Hi Guys,
Ryan, maybe it would be more correct to day that unless the sources are about 1 / 4 wl apart, they do not combine in a way that is uniform in all directions or fully “feel” the radiation pressure of the other unit.
For example, two sources a half wavelength apart radiate in a figure 8 pattern with nulls in line with the sources and forward / rear lobe. No gain in efficiency is attained but there is some forward gain from directivity.
The greater the spacing, the larger the number of lobes and nulls, conversely, once the distance is ¼ wl or less, the radiation pattern is a circle and fully mutually additive.
So, yes the 3.12 feet is how close you need the sources at 90 Hz for them to fully add in all directions.
Tamas, well so far as I’m aware, the phenomena that causes excess absorption is only present at “high” sound levels. It was called “shocking up” by my old boss Roy Whymark, an old time English acoustician.
Here is what happens (same thing as throat distortion also), sound travels at, well the speed of sound.
The speed of sound is temperature dependant also.
When one has a really loud sound, say 155dB or more, one finds the pressure side of the wave is actually a little bit warmer than the vacuum side. The result is, the pressure side, travels a little bit faster than the vacuum side. If you apply this to a sine wave, over a number of wavelengths, the top of the sine creeps forward until a saw tooth wave is created.
Here is why the reference to Shock. A shock wave is created by a pressure which is high enough to heat the air via pressure. The shock wave travels outward at a new speed governed by how hot it is.

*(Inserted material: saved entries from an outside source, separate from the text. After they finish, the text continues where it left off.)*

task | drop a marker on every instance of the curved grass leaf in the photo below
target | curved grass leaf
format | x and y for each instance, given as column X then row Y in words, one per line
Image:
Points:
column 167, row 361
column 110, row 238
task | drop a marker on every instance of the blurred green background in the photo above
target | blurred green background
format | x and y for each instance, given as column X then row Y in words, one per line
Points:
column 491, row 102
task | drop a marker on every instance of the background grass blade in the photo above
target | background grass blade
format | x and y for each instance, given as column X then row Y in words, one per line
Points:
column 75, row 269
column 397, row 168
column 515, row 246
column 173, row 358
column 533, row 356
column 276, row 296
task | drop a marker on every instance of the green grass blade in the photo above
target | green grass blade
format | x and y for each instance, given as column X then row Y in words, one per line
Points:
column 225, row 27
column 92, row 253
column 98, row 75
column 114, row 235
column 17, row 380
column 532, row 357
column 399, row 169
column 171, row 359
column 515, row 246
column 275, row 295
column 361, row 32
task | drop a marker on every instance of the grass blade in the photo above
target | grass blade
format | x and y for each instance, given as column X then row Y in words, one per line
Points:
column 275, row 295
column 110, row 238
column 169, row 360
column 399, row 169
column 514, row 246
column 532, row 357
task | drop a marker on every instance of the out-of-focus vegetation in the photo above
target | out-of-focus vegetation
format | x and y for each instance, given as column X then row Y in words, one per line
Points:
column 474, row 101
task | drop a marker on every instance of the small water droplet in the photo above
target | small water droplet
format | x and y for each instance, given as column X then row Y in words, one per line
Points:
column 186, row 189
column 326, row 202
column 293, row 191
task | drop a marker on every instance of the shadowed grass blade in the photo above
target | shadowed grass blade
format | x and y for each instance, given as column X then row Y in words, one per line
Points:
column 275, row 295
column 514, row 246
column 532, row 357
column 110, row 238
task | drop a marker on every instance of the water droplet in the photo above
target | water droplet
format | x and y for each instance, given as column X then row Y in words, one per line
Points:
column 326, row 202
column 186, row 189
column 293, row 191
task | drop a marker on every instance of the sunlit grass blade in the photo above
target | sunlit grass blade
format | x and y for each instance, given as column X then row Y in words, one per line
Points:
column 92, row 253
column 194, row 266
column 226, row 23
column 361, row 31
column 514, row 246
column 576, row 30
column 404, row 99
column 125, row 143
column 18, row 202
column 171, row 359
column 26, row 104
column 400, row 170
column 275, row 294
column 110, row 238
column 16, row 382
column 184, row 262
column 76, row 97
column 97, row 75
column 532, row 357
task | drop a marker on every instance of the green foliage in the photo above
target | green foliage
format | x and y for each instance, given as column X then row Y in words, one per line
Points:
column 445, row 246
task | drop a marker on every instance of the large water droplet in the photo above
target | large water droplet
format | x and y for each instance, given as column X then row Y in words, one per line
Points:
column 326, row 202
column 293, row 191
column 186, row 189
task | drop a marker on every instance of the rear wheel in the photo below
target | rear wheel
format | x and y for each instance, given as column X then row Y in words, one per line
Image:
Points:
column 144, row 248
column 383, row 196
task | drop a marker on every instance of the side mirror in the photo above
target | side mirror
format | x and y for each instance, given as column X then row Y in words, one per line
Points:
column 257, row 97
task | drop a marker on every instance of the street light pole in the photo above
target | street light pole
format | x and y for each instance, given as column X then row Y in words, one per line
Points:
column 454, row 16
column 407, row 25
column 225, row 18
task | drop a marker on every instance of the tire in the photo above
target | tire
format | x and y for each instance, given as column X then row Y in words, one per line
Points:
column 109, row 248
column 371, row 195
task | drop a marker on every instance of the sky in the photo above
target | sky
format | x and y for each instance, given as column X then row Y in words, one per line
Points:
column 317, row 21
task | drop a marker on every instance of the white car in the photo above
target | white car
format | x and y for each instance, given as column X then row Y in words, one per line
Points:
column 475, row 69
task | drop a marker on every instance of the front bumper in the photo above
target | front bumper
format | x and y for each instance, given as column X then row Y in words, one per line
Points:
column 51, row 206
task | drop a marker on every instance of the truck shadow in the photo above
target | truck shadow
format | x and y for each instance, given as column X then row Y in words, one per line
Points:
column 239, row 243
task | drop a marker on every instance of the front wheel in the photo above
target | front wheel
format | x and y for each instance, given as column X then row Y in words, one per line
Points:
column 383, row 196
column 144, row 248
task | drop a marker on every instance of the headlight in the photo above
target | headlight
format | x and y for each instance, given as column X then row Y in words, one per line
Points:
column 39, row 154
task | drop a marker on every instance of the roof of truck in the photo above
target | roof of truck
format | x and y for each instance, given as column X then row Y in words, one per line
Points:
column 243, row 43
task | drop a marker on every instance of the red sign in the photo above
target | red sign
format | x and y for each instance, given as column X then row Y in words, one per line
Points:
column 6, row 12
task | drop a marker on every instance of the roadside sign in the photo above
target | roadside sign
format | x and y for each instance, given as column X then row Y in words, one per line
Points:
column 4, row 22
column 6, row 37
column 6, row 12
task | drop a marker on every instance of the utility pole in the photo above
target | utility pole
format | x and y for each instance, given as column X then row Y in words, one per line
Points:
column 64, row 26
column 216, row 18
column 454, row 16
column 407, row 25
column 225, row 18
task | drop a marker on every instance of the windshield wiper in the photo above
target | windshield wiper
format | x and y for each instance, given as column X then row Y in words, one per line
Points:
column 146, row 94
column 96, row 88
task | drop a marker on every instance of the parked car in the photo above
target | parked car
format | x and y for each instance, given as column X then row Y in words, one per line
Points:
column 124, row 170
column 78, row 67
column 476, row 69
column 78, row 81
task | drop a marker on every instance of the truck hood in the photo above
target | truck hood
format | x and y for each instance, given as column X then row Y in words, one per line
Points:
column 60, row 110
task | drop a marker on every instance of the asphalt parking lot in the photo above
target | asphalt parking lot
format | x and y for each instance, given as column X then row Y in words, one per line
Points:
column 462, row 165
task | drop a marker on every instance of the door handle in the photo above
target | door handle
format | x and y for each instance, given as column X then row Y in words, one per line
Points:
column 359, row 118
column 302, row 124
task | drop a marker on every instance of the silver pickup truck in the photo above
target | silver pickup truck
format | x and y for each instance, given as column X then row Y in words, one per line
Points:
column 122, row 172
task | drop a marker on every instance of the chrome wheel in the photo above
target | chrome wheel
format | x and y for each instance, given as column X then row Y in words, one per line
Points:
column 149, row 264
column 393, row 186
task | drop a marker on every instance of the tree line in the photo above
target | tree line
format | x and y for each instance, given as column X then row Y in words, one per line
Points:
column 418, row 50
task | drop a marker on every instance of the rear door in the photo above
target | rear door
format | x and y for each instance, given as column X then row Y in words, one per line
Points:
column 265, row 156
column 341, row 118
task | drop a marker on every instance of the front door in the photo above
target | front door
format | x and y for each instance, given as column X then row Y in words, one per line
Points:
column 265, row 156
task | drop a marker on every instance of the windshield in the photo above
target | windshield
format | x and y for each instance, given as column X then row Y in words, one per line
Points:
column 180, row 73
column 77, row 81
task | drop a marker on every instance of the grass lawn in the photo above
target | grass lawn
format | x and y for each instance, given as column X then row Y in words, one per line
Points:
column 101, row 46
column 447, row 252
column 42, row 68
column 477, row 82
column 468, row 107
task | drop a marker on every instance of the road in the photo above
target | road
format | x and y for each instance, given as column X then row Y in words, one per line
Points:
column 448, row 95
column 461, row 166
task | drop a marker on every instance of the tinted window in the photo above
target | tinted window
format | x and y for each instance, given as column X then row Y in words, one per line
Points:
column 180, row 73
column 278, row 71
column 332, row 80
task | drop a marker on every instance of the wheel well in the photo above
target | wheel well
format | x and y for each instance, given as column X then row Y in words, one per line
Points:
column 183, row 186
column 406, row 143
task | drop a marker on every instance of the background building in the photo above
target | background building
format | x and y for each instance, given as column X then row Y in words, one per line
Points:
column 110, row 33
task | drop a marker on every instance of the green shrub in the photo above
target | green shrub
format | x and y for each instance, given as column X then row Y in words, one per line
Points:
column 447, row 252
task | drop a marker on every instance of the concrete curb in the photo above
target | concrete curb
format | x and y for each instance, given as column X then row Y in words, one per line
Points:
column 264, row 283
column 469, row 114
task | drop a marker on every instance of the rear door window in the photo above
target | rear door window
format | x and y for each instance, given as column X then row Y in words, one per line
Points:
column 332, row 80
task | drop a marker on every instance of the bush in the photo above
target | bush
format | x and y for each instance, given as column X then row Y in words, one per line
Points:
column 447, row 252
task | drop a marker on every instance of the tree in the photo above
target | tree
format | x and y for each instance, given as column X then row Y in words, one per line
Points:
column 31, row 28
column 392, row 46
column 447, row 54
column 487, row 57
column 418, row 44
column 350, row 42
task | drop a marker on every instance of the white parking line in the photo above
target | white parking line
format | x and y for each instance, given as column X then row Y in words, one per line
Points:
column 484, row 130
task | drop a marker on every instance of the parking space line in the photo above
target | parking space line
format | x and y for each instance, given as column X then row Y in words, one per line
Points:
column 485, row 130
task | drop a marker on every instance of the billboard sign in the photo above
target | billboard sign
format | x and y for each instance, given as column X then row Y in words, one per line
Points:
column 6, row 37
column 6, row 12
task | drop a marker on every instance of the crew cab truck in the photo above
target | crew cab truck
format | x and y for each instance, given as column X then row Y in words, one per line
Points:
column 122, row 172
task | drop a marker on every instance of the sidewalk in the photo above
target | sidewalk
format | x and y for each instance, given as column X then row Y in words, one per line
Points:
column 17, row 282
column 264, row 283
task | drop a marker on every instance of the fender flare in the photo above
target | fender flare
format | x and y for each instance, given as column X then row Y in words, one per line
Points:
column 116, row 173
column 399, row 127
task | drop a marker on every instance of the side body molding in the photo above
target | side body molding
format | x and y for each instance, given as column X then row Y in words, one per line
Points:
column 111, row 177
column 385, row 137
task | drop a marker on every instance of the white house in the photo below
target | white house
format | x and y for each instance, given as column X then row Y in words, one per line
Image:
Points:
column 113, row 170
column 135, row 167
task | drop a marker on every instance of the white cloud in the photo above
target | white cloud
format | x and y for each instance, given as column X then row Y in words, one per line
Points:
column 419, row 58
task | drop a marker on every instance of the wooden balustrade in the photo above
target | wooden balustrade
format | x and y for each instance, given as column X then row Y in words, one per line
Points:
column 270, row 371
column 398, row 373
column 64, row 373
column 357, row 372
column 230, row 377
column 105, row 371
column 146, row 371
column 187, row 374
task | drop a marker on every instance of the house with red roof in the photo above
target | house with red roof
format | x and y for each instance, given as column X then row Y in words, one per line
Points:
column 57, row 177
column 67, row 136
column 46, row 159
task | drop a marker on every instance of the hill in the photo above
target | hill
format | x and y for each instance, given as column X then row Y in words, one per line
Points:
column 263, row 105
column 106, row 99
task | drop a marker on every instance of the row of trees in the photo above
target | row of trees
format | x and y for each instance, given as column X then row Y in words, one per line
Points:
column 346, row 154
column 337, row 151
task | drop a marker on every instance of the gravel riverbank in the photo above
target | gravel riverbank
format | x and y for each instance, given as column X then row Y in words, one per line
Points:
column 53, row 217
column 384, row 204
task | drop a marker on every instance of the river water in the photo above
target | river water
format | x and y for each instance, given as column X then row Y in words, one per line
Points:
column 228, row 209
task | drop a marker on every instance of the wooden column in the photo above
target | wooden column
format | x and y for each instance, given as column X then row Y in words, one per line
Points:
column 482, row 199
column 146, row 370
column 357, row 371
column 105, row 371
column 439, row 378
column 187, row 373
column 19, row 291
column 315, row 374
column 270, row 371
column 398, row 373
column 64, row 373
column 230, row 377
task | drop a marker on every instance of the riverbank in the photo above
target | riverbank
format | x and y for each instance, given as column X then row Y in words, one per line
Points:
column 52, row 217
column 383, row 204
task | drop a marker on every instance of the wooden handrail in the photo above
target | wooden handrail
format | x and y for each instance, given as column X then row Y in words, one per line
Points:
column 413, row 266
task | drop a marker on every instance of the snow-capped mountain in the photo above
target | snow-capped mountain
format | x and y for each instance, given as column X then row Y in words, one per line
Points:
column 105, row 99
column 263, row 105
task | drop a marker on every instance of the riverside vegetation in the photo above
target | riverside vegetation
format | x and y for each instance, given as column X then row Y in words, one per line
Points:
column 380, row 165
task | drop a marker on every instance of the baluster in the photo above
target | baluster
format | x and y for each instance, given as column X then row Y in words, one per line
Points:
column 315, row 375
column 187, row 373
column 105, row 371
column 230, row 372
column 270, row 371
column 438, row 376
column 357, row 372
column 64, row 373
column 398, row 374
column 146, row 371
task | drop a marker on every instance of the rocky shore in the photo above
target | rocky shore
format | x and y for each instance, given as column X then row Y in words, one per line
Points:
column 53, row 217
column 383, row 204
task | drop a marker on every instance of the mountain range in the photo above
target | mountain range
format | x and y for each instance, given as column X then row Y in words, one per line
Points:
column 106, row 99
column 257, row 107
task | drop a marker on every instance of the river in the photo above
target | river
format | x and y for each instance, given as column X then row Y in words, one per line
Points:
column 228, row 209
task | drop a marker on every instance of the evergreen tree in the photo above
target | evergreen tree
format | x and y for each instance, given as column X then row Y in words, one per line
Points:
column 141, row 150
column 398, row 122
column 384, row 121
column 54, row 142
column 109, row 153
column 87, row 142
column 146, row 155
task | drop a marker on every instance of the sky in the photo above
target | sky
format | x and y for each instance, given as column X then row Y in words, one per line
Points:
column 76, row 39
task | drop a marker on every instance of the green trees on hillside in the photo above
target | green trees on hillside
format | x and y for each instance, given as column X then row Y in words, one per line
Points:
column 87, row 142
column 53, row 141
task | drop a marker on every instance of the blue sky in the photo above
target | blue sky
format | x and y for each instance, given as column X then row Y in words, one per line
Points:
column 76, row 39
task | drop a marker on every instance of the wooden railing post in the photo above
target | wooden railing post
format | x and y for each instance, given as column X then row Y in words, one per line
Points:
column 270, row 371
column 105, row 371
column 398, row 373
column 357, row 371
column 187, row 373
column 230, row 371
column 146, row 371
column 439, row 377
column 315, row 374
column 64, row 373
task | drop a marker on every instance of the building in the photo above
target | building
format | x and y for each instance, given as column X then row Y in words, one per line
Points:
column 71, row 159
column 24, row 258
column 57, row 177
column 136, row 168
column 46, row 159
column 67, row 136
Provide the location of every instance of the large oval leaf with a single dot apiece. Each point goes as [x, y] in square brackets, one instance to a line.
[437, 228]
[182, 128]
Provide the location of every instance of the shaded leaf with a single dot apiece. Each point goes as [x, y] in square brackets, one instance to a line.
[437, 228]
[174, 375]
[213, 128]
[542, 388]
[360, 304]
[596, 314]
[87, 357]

At the tail side, one finds the rarified recovery part of the wave which makes those cool visible expanding clouds of condensed moisture. Loud Sound can be dangerous.
Anyway, the same thing which cause the shock wave to be a saw tooth cause an intense sine wave to become one. If you can get a 155dB sine wave and a reflector, one can levitate Styrofoam balls up to about 1 /4 wl in diameter. Get to 165dB and you can levitate iron, glass, live cockroaches (in out 21KHz acoustic levitation back at Intersonics). At 173 dB, one can light a cigarette with acoustic friction.
One can put your finger in a sound this loud (at 21KHz) but any gap between your fingers will be burned immediately. For reggae or dance floors, there might be a happy medium, perhaps some non-lethal sound level that would also cause clothing to rapidly fatigue, fail and fall off without the unpleasantness of catching on fire haha.